5. Eli Lilly v. Novartis – Canada (2012)
Context:
Eli Lilly challenged Canada’s patent standards in a case concerning second medical use patents.
Facts:
Eli Lilly’s patent for Strattera (ADHD drug) was rejected in Canada due to insufficient inventive step.
The company claimed this violated TRIPS Article 27, arguing Canada was denying patent rights.
Judgment:
Canadian courts upheld rejection, citing national standards of patentability.
Significance:
Shows international IP enforcement is limited by domestic law interpretations.
Even in developed countries, pharma patent enforcement faces high scrutiny.
6. Merck Sharp & Dohme Corp v. Glenmark Pharmaceuticals (USA, 2016)
Context:
Merck filed suit in the USA for patent infringement over generic versions of its blockbuster drugs.
Facts:
Glenmark filed Abbreviated New Drug Application (ANDA) for generics.

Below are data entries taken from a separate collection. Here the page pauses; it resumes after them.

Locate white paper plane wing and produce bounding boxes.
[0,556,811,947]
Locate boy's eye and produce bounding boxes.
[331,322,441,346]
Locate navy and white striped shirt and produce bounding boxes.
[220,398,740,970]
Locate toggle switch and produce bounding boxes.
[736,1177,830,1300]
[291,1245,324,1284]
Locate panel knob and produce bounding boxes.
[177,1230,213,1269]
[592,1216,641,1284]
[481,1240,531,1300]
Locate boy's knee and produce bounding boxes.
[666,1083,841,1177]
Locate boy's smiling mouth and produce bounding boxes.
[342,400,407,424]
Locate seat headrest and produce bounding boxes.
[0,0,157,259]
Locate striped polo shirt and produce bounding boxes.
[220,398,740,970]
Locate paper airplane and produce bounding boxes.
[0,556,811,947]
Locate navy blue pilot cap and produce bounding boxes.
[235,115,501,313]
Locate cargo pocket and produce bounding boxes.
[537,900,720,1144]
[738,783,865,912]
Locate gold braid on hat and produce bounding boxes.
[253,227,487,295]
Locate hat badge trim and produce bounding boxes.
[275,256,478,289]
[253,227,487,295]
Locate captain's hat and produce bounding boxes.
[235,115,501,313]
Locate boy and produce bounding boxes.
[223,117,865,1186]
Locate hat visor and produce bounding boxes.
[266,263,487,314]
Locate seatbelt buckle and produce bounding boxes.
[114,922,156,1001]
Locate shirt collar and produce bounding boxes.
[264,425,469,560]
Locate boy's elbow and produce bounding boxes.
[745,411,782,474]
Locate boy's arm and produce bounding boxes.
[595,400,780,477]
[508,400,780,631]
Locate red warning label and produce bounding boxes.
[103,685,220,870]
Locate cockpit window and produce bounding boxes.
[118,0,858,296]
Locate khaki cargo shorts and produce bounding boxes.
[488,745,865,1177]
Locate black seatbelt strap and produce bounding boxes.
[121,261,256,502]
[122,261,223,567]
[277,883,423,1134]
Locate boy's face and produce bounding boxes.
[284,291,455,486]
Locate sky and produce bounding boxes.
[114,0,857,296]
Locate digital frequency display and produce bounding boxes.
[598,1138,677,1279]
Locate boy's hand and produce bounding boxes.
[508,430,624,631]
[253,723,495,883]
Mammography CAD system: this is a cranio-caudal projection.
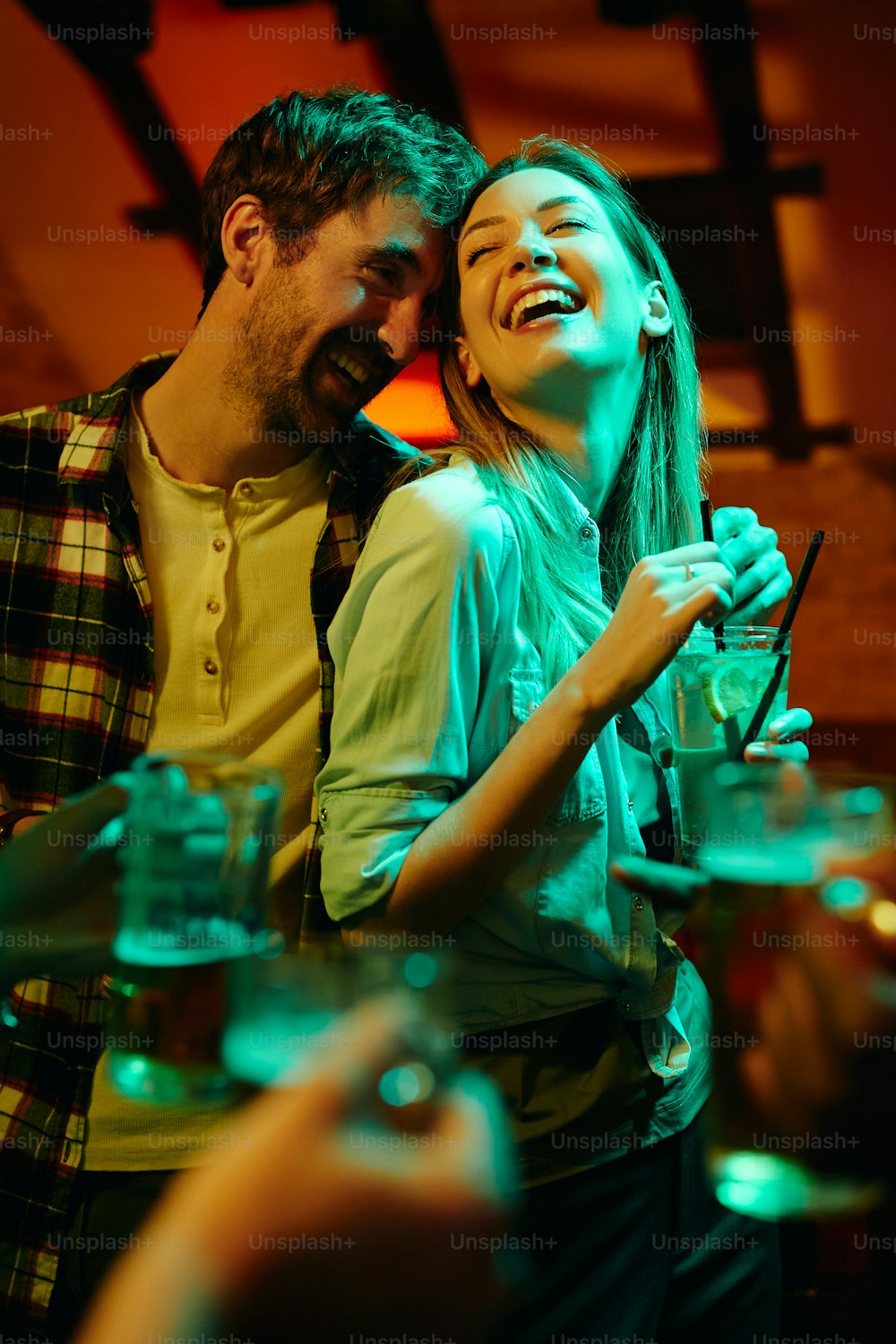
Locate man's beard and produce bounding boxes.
[223,268,359,443]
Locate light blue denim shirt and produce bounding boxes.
[317,457,710,1082]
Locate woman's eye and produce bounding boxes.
[463,247,495,266]
[546,220,590,234]
[366,265,398,285]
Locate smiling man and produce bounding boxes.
[0,89,484,1340]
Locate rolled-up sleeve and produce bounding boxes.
[315,470,517,919]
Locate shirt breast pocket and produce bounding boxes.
[508,668,607,827]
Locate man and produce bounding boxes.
[0,90,484,1335]
[0,90,790,1338]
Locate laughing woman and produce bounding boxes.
[318,139,788,1344]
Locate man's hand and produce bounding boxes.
[712,505,794,625]
[0,782,127,986]
[745,710,812,762]
[79,1002,508,1344]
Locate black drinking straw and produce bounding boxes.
[737,531,825,760]
[700,495,726,653]
[700,496,737,761]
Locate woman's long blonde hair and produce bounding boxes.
[434,136,704,685]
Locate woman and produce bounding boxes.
[318,137,806,1341]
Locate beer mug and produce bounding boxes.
[110,753,280,1104]
[692,765,893,1219]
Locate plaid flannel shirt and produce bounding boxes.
[0,355,415,1330]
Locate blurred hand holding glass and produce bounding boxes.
[224,935,458,1128]
[694,765,893,1218]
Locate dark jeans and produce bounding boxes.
[484,1117,780,1344]
[44,1171,177,1344]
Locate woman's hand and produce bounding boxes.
[712,505,793,625]
[579,542,735,714]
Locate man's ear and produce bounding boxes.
[641,280,672,336]
[220,196,270,285]
[454,336,482,387]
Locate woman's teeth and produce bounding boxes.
[326,351,369,386]
[508,289,581,331]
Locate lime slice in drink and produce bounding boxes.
[700,663,764,723]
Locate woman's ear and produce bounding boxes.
[454,336,482,387]
[641,280,672,336]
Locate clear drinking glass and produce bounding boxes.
[110,753,282,1102]
[666,625,790,859]
[694,765,893,1219]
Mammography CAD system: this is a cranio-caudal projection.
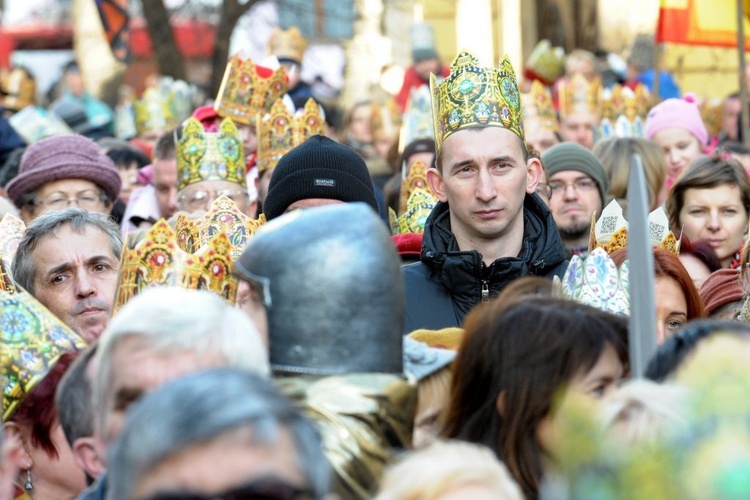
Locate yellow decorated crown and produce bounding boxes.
[214,55,287,125]
[521,80,560,136]
[175,195,266,258]
[559,73,602,120]
[114,219,237,311]
[430,51,524,151]
[0,291,86,421]
[256,98,325,172]
[268,26,307,63]
[177,117,247,190]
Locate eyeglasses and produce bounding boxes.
[549,179,596,197]
[33,189,105,210]
[178,189,248,210]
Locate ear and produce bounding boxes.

Merck sued claiming patent infringement before generic entry.
Judgment:
US District Court granted preliminary injunctions until patent expiry.
Glenmark had to wait to market generics until patent challenges were resolved.
Significance:
Illustrates strong enforcement mechanisms in developed countries.
Highlights Hatch-Waxman Act’s role in balancing generic entry vs. patent protection in the US.
7. Gilead Sciences v. Natco Pharma (India, 2015)
Context:
Gilead held patents for HIV drugs. Natco attempted to produce affordable versions for Indian and African markets.
Facts:
Gilead argued for patent enforcement under TRIPS.
Natco applied for compulsory licensing citing public health emergency.
Judgment:
Indian patent office and courts allowed generic production under compulsory licensing.
Gilead could not prevent exports to low-income countries.
Significance:
Reinforces global norms on patent enforcement vs. human rights obligations.
Key example of TRIPS flexibilities in pharma enforcement.
Key Observations Across Cases
TRIPS Flexibilities: Compulsory licensing, Bolar exceptions, and public health clauses are crucial tools for balancing enforcement.
Evergreening Rejections: Courts in India strictly prevent minor modifications from extending patent monopolies.
Domestic Law Overrides: Even under international agreements, enforcement is guided by national patent standards.
Emerging Markets vs. Developed Markets: Enforcement is stricter in the US/EU, more flexible in India/South Africa to ensure access.
Litigation Trends: Pharma IP disputes often involve injunctions, compulsory licenses, and challenges to inventive steps.